We have 2 auto scaling groups (one for on-demand and one for spot instances) which are both set to a static number of instances (min, max, and desired are all the same - 5 in our case). The instances in the on-demand group stay running, but the ones in the spot group are frequently terminated due to a system health check. The message shown for a terminated instance in the Scaling History tab in the EC2 Management Console is e.g.:
"At 2014-05-07T18:06:45Z an instance was taken out of service in response to a system health-check."
I don't know why our spot instances are failing a health check. Our bid price is high, and I don't think the instances should have been terminated due to spot price (based on spot pricing history). I've adjusted the AZs that the instances are launched in also, and I don't see a difference. I don't see any suspicious messages when I check the syslog of a recently terminated instance. We're using a private/custom AMI for both groups, but I see the same behavior when I switch to a more generic AMI (the "Ubuntu 12.04 LTS Precise EBS boot" image listed on alestic.com - ami-5db4a934). Again, our on-demand instances stay running and don't fail health checks. We're using the "EC2" health check type.

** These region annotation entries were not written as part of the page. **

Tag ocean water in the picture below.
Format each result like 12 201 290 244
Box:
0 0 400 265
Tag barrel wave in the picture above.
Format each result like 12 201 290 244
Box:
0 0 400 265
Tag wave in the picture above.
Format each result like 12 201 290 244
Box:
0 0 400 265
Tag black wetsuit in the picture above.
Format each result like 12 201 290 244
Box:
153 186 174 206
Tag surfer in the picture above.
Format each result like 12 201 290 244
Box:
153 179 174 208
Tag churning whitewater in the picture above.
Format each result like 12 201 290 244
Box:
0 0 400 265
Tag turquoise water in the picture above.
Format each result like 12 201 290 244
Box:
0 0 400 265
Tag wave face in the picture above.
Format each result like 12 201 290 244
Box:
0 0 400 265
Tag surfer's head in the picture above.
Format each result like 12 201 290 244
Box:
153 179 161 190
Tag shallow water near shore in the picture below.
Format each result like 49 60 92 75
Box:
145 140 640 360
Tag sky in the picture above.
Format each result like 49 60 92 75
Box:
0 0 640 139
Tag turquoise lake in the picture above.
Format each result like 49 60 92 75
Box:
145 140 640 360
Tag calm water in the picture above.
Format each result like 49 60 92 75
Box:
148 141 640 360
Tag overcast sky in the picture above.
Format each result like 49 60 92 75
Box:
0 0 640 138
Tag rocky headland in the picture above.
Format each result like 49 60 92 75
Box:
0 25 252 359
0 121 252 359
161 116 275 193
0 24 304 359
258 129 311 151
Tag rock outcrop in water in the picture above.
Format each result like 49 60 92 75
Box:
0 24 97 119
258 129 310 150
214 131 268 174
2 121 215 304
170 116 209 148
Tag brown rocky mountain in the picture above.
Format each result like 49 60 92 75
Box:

Here is the command we're using to create our launch configuration via the AWS CLI:
aws autoscaling create-launch-configuration \
--launch-configuration-name [name] \
--image-id ami-5db4a934 \
--key-name [our key] \
--security-groups [our SGs] \
--instance-type m3.xlarge \
--block-device-mappings '[ { "DeviceName": "/dev/sda1", "Ebs": { "VolumeSize": 8 } } ]' \
--spot-price "1.00"
Does anyone know what this might be or how we can get more visibility into why the spot instances are failing health checks?